Don’t you love it when you re-encounter a book you’d completely forgotten about? I found Well Wished at the book fair, and as soon as I opened it I felt like I had been flashed straight back to second grade. I read Well Wished for the first time in the library of my elementary school, one afternoon when I was stuck there for what felt like forever. I don’t remember why I felt stuck – I like the library – or why I was there at all after school hours, but I remember this book. Well Wished is about a girl called Nuria who is the only child in her village of Bishop Mayne. There is a wishing well in that town, and it always, always tries to get people to make wishes that will go completely wrong. Some time ago, someone made a wish that caused all the children of Bishop Mayne to leave town forever; and Nuria’s guardian, the Avy, has just made a wish to bring them back.

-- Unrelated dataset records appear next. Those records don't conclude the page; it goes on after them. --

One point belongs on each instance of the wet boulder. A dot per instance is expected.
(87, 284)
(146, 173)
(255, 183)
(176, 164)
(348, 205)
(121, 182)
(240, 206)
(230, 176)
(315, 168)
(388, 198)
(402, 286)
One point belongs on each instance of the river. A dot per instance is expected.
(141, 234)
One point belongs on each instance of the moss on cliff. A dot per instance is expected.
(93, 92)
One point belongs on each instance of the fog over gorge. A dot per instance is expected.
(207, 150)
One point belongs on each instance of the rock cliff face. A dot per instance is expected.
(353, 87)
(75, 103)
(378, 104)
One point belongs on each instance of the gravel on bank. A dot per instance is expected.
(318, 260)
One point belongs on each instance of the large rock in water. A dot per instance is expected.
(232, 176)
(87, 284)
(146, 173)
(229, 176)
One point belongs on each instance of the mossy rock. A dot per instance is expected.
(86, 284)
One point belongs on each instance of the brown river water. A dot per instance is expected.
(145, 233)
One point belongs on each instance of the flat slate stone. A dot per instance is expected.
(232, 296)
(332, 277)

But the only child who comes back is Catty, who is confined to a wheelchair ever since becoming very ill, around the same time that the children all left Bishop Mayne. Nuria is thrilled to have a friend, if a little cranky about sharing all the things she considers to be hers. Soon she discovers that Catty wants her to make a wish so that Catty won’t have to use a wheelchair anymore. As you can imagine, this doesn’t work out as well as they are hoping.
Actually, this book isn’t that wonderful, now that I’m a grown-up. It’s that sort of fairly obvious be-careful-what-you-wish-for type of book that you don’t need to read more than once, even if you are a kid. And ordinarily I’d just post it on Paperbackswap, except that it’s actually from my elementary school library, all stamped and with the cards that I remember, and I feel too nostalgic for second grade to give it up. I’ll probably cling to it for another few years, run out of bookshelf space, and end up listing it on Paperbackswap anyway – but for now, it’s staying with me.